Old patients with EGC sometimes refuse treatment. Among these, many patients have given up further treatment when cancer-related complications occur, particularly after implementing the law as the withdrawal of life-sustaining treatment. In addition, the development of endoscopic devices leads to earlier detection and diagnosis with high sensitivity and specificity for superficial gastric malignancies. Moreover, the rapid enhancement of the endoscopic resection method, including endoscopic mucosal resection and endoscopic submucosal dissection, is related to a high curative rate comparable with those of traditional gastrectomy and makes it easier for the patient to receive treatment [8]. So, it will be more challenging to investigate the natural history of untreated EGC. Although surgical treatment of elderly patients with gastric cancer contributes to reasonable long-term survival rates, recommending surgery in elderly patients with less functional capacities and comorbidities is difficult. The most important factors when evaluating surgical treatment’s advantages and disadvantages are life expectancy and the natural history of gastric cancer. However, there are few studies on the natural history of gastric cancer to date.
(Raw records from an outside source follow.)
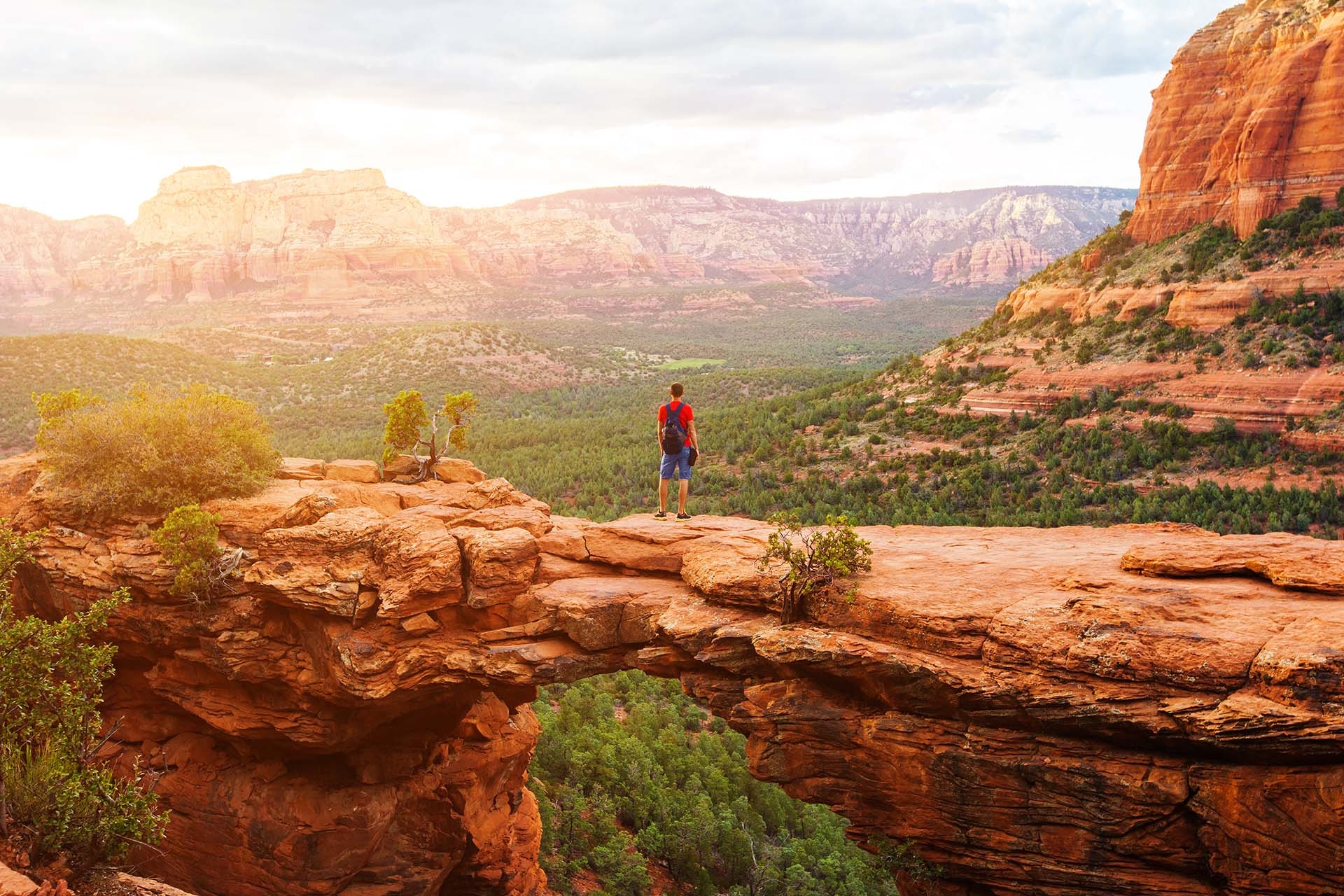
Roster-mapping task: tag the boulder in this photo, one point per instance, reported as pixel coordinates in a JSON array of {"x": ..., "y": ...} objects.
[
  {"x": 454, "y": 469},
  {"x": 353, "y": 470}
]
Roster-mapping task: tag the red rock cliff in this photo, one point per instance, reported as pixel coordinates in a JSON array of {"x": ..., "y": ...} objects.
[
  {"x": 1249, "y": 120},
  {"x": 1140, "y": 710}
]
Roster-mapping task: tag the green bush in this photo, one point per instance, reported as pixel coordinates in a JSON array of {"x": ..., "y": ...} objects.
[
  {"x": 155, "y": 450},
  {"x": 813, "y": 559},
  {"x": 190, "y": 542},
  {"x": 51, "y": 678}
]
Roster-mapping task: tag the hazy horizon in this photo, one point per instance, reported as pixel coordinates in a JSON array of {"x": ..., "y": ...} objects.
[{"x": 465, "y": 105}]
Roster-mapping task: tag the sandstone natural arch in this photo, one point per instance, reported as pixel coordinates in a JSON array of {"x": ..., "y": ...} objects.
[{"x": 1139, "y": 710}]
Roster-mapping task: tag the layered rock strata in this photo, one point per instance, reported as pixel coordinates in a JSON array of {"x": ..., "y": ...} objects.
[
  {"x": 1247, "y": 121},
  {"x": 323, "y": 235},
  {"x": 1139, "y": 710}
]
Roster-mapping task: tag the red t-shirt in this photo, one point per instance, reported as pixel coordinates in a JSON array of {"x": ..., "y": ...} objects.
[{"x": 685, "y": 414}]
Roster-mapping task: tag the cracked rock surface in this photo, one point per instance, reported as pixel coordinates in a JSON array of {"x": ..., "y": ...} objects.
[{"x": 1136, "y": 710}]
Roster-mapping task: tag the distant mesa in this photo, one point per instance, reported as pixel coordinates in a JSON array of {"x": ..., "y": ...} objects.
[
  {"x": 336, "y": 234},
  {"x": 1247, "y": 121}
]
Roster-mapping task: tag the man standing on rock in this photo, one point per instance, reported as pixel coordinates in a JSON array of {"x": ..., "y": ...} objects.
[{"x": 679, "y": 448}]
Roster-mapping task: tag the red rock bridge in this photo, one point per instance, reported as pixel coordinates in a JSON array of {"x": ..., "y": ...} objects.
[{"x": 1139, "y": 710}]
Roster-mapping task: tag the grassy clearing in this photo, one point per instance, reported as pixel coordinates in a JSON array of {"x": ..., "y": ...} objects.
[{"x": 691, "y": 363}]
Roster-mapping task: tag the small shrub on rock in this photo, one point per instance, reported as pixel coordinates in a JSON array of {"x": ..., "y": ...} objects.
[
  {"x": 155, "y": 450},
  {"x": 412, "y": 428},
  {"x": 51, "y": 782},
  {"x": 813, "y": 559},
  {"x": 190, "y": 542}
]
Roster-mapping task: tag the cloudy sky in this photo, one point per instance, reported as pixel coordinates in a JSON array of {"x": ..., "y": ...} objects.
[{"x": 470, "y": 102}]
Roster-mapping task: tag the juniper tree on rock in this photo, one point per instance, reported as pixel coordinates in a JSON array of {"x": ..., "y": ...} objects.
[{"x": 412, "y": 428}]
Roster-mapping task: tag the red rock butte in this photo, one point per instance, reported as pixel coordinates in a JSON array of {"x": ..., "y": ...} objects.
[
  {"x": 1249, "y": 120},
  {"x": 1138, "y": 710}
]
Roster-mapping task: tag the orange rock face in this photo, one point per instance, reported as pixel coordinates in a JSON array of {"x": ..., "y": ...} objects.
[
  {"x": 1247, "y": 121},
  {"x": 1139, "y": 710}
]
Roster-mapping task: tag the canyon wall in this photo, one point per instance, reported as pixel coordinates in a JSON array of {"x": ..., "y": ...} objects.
[
  {"x": 1132, "y": 711},
  {"x": 334, "y": 235},
  {"x": 1249, "y": 120}
]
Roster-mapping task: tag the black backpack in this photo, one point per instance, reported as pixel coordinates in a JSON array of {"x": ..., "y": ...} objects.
[{"x": 672, "y": 434}]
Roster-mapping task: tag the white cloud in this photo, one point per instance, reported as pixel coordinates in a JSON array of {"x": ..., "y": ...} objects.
[{"x": 472, "y": 102}]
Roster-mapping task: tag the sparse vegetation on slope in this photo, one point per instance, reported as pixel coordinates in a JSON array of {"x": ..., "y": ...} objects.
[
  {"x": 632, "y": 776},
  {"x": 155, "y": 450}
]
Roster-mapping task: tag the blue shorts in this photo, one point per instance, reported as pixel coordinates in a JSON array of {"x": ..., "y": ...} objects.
[{"x": 672, "y": 461}]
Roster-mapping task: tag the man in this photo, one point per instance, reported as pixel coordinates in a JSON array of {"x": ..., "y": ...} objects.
[{"x": 676, "y": 441}]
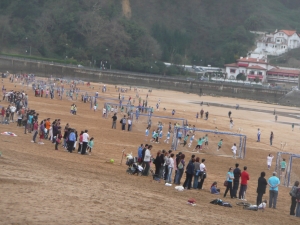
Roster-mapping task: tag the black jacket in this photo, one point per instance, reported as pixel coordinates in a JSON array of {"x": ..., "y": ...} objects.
[
  {"x": 237, "y": 174},
  {"x": 262, "y": 185}
]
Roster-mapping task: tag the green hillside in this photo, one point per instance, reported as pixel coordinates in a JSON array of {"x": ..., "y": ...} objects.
[{"x": 138, "y": 34}]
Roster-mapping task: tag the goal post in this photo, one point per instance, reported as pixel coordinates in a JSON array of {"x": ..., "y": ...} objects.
[
  {"x": 292, "y": 170},
  {"x": 152, "y": 121},
  {"x": 241, "y": 139}
]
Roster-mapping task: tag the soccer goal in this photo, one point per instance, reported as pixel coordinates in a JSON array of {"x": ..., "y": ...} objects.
[
  {"x": 291, "y": 173},
  {"x": 128, "y": 109},
  {"x": 214, "y": 137},
  {"x": 155, "y": 122}
]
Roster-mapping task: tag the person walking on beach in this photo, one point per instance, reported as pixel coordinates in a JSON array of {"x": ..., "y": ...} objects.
[
  {"x": 269, "y": 161},
  {"x": 123, "y": 122},
  {"x": 85, "y": 140},
  {"x": 271, "y": 137},
  {"x": 261, "y": 188},
  {"x": 258, "y": 135},
  {"x": 201, "y": 113},
  {"x": 273, "y": 191},
  {"x": 114, "y": 122}
]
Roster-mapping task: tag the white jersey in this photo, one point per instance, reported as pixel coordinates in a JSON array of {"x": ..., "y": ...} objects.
[
  {"x": 233, "y": 149},
  {"x": 269, "y": 160}
]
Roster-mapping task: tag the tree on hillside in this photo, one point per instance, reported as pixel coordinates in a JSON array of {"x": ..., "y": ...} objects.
[{"x": 241, "y": 76}]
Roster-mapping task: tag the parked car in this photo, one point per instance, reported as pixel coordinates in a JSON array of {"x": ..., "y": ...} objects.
[{"x": 190, "y": 79}]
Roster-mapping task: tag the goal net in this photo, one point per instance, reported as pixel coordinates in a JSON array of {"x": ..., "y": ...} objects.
[
  {"x": 291, "y": 173},
  {"x": 214, "y": 137},
  {"x": 156, "y": 122}
]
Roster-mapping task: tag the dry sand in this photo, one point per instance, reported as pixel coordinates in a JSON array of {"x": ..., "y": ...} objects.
[{"x": 43, "y": 186}]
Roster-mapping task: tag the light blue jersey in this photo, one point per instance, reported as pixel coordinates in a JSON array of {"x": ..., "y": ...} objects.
[
  {"x": 179, "y": 134},
  {"x": 160, "y": 134}
]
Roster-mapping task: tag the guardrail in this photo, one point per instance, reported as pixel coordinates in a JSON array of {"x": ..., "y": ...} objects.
[{"x": 142, "y": 74}]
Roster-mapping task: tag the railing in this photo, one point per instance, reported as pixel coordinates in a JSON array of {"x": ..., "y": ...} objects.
[{"x": 180, "y": 79}]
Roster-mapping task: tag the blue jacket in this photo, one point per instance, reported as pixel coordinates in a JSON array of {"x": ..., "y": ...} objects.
[
  {"x": 140, "y": 152},
  {"x": 190, "y": 168},
  {"x": 72, "y": 136},
  {"x": 213, "y": 190}
]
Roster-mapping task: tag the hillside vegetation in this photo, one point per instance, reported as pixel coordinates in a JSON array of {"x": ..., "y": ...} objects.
[{"x": 139, "y": 34}]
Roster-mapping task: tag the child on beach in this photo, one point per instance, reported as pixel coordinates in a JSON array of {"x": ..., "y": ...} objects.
[
  {"x": 168, "y": 137},
  {"x": 185, "y": 140},
  {"x": 206, "y": 141},
  {"x": 233, "y": 148},
  {"x": 90, "y": 145},
  {"x": 269, "y": 160},
  {"x": 191, "y": 140},
  {"x": 58, "y": 140},
  {"x": 199, "y": 145},
  {"x": 153, "y": 136},
  {"x": 179, "y": 135},
  {"x": 220, "y": 144},
  {"x": 146, "y": 134},
  {"x": 160, "y": 134}
]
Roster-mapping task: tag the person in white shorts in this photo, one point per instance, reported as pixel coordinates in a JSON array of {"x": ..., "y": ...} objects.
[
  {"x": 269, "y": 160},
  {"x": 104, "y": 112},
  {"x": 168, "y": 137},
  {"x": 191, "y": 140},
  {"x": 233, "y": 148}
]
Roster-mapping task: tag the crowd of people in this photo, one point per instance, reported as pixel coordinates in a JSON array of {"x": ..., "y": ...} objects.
[
  {"x": 236, "y": 181},
  {"x": 169, "y": 166}
]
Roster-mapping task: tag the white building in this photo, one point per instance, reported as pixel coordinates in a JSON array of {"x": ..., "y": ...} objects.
[
  {"x": 254, "y": 68},
  {"x": 276, "y": 43}
]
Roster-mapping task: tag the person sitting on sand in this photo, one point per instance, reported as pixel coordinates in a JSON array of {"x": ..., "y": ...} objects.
[{"x": 213, "y": 189}]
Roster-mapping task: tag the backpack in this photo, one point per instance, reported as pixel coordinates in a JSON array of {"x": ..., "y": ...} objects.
[{"x": 298, "y": 194}]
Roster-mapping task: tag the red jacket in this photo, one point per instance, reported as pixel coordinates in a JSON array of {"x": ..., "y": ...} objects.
[{"x": 244, "y": 177}]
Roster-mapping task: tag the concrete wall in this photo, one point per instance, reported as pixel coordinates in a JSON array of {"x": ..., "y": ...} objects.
[{"x": 207, "y": 88}]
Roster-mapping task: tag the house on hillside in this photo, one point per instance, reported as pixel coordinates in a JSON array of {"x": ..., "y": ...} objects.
[
  {"x": 254, "y": 68},
  {"x": 276, "y": 43}
]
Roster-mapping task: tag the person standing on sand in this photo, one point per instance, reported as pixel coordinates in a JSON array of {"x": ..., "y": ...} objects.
[
  {"x": 71, "y": 140},
  {"x": 146, "y": 160},
  {"x": 114, "y": 123},
  {"x": 273, "y": 191},
  {"x": 236, "y": 181},
  {"x": 269, "y": 161},
  {"x": 258, "y": 135},
  {"x": 123, "y": 122},
  {"x": 271, "y": 138},
  {"x": 244, "y": 181},
  {"x": 85, "y": 140},
  {"x": 261, "y": 188},
  {"x": 229, "y": 179},
  {"x": 201, "y": 113}
]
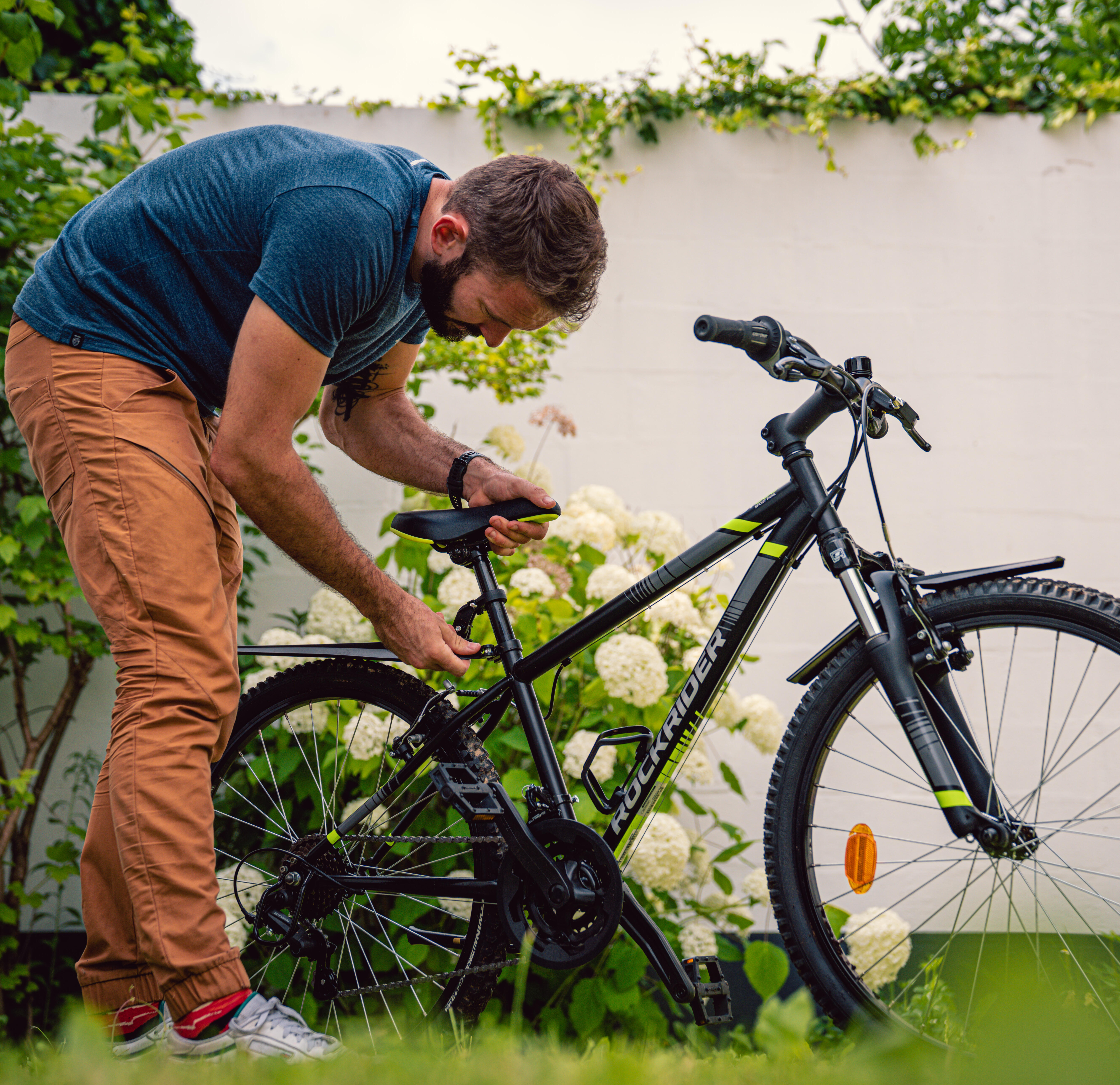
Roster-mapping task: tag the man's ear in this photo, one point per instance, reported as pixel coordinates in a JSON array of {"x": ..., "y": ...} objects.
[{"x": 450, "y": 236}]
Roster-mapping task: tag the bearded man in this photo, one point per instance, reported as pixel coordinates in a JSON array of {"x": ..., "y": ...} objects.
[{"x": 161, "y": 357}]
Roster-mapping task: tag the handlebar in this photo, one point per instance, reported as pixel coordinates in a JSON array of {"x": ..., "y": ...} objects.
[{"x": 787, "y": 358}]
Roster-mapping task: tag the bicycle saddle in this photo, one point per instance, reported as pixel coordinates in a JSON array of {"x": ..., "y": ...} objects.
[{"x": 444, "y": 527}]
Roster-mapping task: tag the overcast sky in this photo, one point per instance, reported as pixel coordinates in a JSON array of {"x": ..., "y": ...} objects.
[{"x": 398, "y": 51}]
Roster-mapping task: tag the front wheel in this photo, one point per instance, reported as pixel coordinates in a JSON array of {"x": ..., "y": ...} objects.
[
  {"x": 943, "y": 925},
  {"x": 311, "y": 745}
]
This case may help to understand the natural progression of untreated EGC. Thus, we report a case of natural history in an untreated EGC patient that progressed to advanced cancer, leading to repeated gastric perforation and cancer-related death.

Fig. 1
Endoscopic ultrasound findings showed a superficial depressed lesion at lesser curvature of the prepyloric antrum (A, black arrow) and the submucosal invasion (B, white arrow).
Fig. 2
Initial abdominal computed tomography showed a thickened wall at lesser curvature of the antrum in the stomach without lymph node enlargement. (A) Axial image (white arrow). (B) Coronal image (white arrow).
Fig. 3
Abdominal computed tomography showed advanced gastric cancer involving the lower body and antrum with pneumoperitoneum at 29 months after diagnosis. (A) Axial image (white arrow). (B) Coronal image (white arrow).
Fig. 4
Abdominal computed tomography showed more advanced gastric cancer progression with direct invasion to the pancreas and metastasis to peritoneum at 40 months after diagnosis. (A) Axial image (black arrow). (B) Coronal image (white arrow).